Rabattue au terme d’une lecture que seules les intimations des nécessités vitales (clope, café, sandwich) ont fugitivement interrompue, tant la coulée bouillonnante d’une langue qui charrie puissamment son flot d’images, de mots charnus, pulpeux, emporte avec elle l’attention du lecteur, – rabattue au terme d’une lecture qui a paru obéir à l’impulsion impétueuse, colossale de cette Histoire dont la poussée ravageuse (Première Guerre mondiale, puis Résistance), est comme arc-boutée sur cette autre force, dirigée en sens inverse, qu’est la mémoire, – rabattue donc, la quatrième de couverture du roman d’Adrien Genoudet, dont L’Etreinte, déjà, ne nous avait pas laissé indifférent, il persiste, flottant comme la trace d’un chat du Cheshire qui aurait troqué le sourire pour une bouche d’ombre, cela, justement : une bouche.
Celle-ci est partout, présente sous toutes ses espèces, point nodal et focal d’une imagination qui s’organise tout entière autour du trafic infini qui s’enfourne dans les lèvres et les dents. Il y a, évidemment, la parole, ses modulations et ses impossibilités. Au récit du narrateur, hôte temporaire d’une maison privée par la mort de son occupant, s’ajoutent les cassettes où figure la voix de celui-ci, Onésime, et ce qu’il a confié à un historien local, se rajoute la voix aussi de la voisine, Nicole, et puis ces longs tirets qui, dans le texte, matérialisent les relâches du discours, les agitations silencieuses de l’esprit et les immobilités de la bouche. Qui ne l’est jamais longtemps, immobile, tant, avec cette molle flexibilité qui est celle des lèvres, elle se transforme, se métamorphose, surgissant là même où sa juridiction anatomique semble ne plus devoir s’exercer. Ici, donc, tout est bouche, de bouche, à elle embranché, ventre ou nourriture : « abdomen » d’une usine, « trou béant mollusque » d’un moignon, voracité de l’œil qui engloutit les images, tel Onésime enfant devant les photographies des moulages des corps de Pompéi, qui ne peut, ne veut s’en extraire le regard.

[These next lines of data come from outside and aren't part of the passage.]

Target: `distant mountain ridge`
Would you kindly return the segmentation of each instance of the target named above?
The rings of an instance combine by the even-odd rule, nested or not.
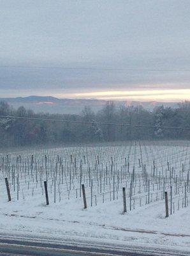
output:
[[[0,98],[0,101],[7,102],[13,108],[23,106],[35,112],[45,112],[58,114],[78,114],[83,108],[89,106],[95,112],[101,109],[106,100],[98,99],[58,99],[52,96],[28,96],[26,97]],[[120,106],[142,106],[145,109],[152,111],[155,107],[164,105],[167,107],[177,108],[178,102],[159,102],[156,101],[119,101],[113,100],[116,107]]]

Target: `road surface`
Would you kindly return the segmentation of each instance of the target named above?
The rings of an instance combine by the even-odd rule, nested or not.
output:
[[[82,255],[124,255],[124,256],[151,256],[151,255],[180,255],[168,254],[165,252],[158,253],[143,251],[128,252],[112,248],[88,248],[87,246],[71,246],[61,244],[42,243],[40,241],[18,240],[13,238],[0,239],[0,256],[82,256]],[[181,256],[183,254],[180,255]]]

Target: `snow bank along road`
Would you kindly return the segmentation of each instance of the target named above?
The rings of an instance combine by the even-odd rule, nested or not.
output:
[[[1,234],[189,255],[189,141],[131,141],[2,152]]]

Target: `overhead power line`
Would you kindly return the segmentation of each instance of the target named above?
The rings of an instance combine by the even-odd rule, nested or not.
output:
[[[117,124],[117,123],[104,123],[98,122],[95,121],[74,121],[62,119],[49,119],[49,118],[38,118],[35,117],[24,117],[24,116],[1,116],[1,118],[11,118],[11,119],[20,119],[20,120],[38,120],[38,121],[48,121],[48,122],[61,122],[64,123],[72,123],[72,124],[97,124],[99,125],[115,125],[115,126],[129,126],[133,127],[146,127],[146,128],[157,128],[157,129],[171,129],[177,130],[189,130],[190,127],[174,127],[174,126],[157,126],[152,125],[140,125],[140,124]]]
[[[40,69],[62,69],[62,70],[84,70],[99,71],[145,71],[145,72],[190,72],[190,69],[164,69],[164,68],[111,68],[111,67],[40,67],[40,66],[12,66],[0,65],[0,68],[40,68]]]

Mais l’orifice obsédant est toujours rendu à sa fonction première, ingurgitation, manducation, absorption : tout le roman est imprégné de la pesanteur olfactive du gras, saturé de substances et de consistances. Il faut bien ça pour faire goûter, ou plutôt faire mâcher et remâcher, au lecteur cette masse mal digeste qu’est l’Histoire quand, pourtant, on doit, comme Onésime, comme Nicole, eux aussi, en faire sa pitance. Grand-père mutilé de 14, père mort dans un accident ferroviaire sous un tunnel, comme une cavité buccale monstrueusement embrasée, une bouche d’enfer, mère, elle, comme avalée par le destin, disparue : voilà l’histoire d’Onésime. Et puis, surtout, ce suc amer, comme d’une bile qui reflue de l’œsophage. Car, de la Résistance (belles pages, lucides, pondérées, sur ce qui incite une jeunesse à choisir le camp de la liberté), de cette Résistance dont Onésime fut partie prenante, il a connu les horreurs, la brutalité allemande, la sienne propre aussi. Bouche d’ombre, bouche d’égout.